I, Brian Merwin, hereby declare as follows:
1. I offer this supplemental testimony to respond to facts and arguments alleged in Canada’s Counter-Memorial Submission.
I. CELGAR’S ARBITRAGE PROJECT AND THE SALE OF CELGAR’S SELF-GENERATED
ELECTRICITY
2. In the first paragraph of its Counter-Memorial, Canada misrepresents Celgar’s Arbitrage Project.
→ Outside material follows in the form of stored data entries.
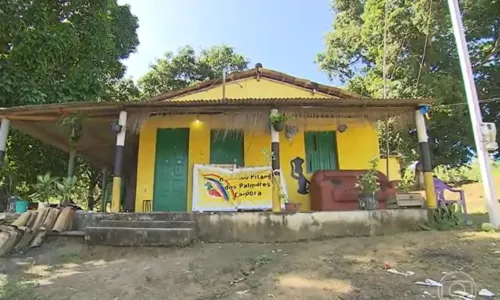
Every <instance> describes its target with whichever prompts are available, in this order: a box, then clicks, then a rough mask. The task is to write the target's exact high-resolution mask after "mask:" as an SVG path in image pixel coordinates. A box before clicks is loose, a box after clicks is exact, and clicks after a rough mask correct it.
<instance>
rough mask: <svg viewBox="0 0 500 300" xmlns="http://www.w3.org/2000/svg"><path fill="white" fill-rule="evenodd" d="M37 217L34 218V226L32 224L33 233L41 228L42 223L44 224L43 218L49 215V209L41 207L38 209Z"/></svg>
mask: <svg viewBox="0 0 500 300" xmlns="http://www.w3.org/2000/svg"><path fill="white" fill-rule="evenodd" d="M37 211H38V215H37V216H36V221H35V224H33V227H31V229H33V230H34V231H36V230H38V228H40V227H42V226H43V222H45V218H46V217H47V214H48V213H49V208H47V207H41V208H38V210H37Z"/></svg>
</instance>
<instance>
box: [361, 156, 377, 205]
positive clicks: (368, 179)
mask: <svg viewBox="0 0 500 300" xmlns="http://www.w3.org/2000/svg"><path fill="white" fill-rule="evenodd" d="M356 187H358V188H359V189H360V190H361V193H360V195H359V207H360V208H361V209H362V210H365V209H366V210H375V209H377V206H378V202H377V198H376V197H375V193H376V192H377V191H378V190H379V189H380V182H379V181H378V177H377V160H376V159H372V160H371V161H370V169H368V171H367V172H366V173H364V174H363V175H360V176H359V177H358V183H357V184H356Z"/></svg>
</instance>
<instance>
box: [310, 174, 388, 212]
mask: <svg viewBox="0 0 500 300" xmlns="http://www.w3.org/2000/svg"><path fill="white" fill-rule="evenodd" d="M365 172H366V170H339V171H317V172H316V173H314V175H313V176H312V178H311V184H310V186H309V197H310V199H311V210H313V211H347V210H359V195H360V191H359V189H358V188H356V183H357V181H358V176H359V175H362V174H364V173H365ZM377 177H378V179H379V183H380V190H379V191H378V192H377V193H376V194H375V196H376V198H377V200H378V208H379V209H384V208H385V207H386V201H387V199H390V198H391V197H394V196H395V194H396V186H395V182H392V181H389V180H388V178H387V176H385V175H384V174H383V173H381V172H377Z"/></svg>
Citing to a 2008 memo I presented to Mercer’s Board, Canada makes the following false statement: “{Mercer} believed that its Celgar pulp mill was in a ‘unique’ position to purchase more electricity from FortisBC, its local utility, at low-cost regulated rates and then sell it as if it were its own ‘self-generated’ electricity to BC Hydro or an imaginary U.S. buyer.”1 This false characterization of Celgar’s plans to sell its self-generated electricity and accusations of “gaming” the system appear throughout Canada’s Counter-Memorial.2
3. The Arbitrage Project that I was exploring for Celgar in 2007 and 2008 in no way contemplated selling FortisBC’s energy to BC Hydro (or other third parties) as if it were Celgar’s own self-generated electricity. The Arbitrage Project did examine the possible sale of Celgar’s own self-generated electricity to third parties, while simultaneously purchasing electricity from Celgar’s utility (Fortis BC) to meet the pulp mill’s electricity needs. Canada’s suggestion that Celgar had orchestrated a scheme to sell FortisBC’s electricity as its own is not only false,3 it also betrays a fundamental misunderstanding and misrepresentation of the modern electricity market and distribution system.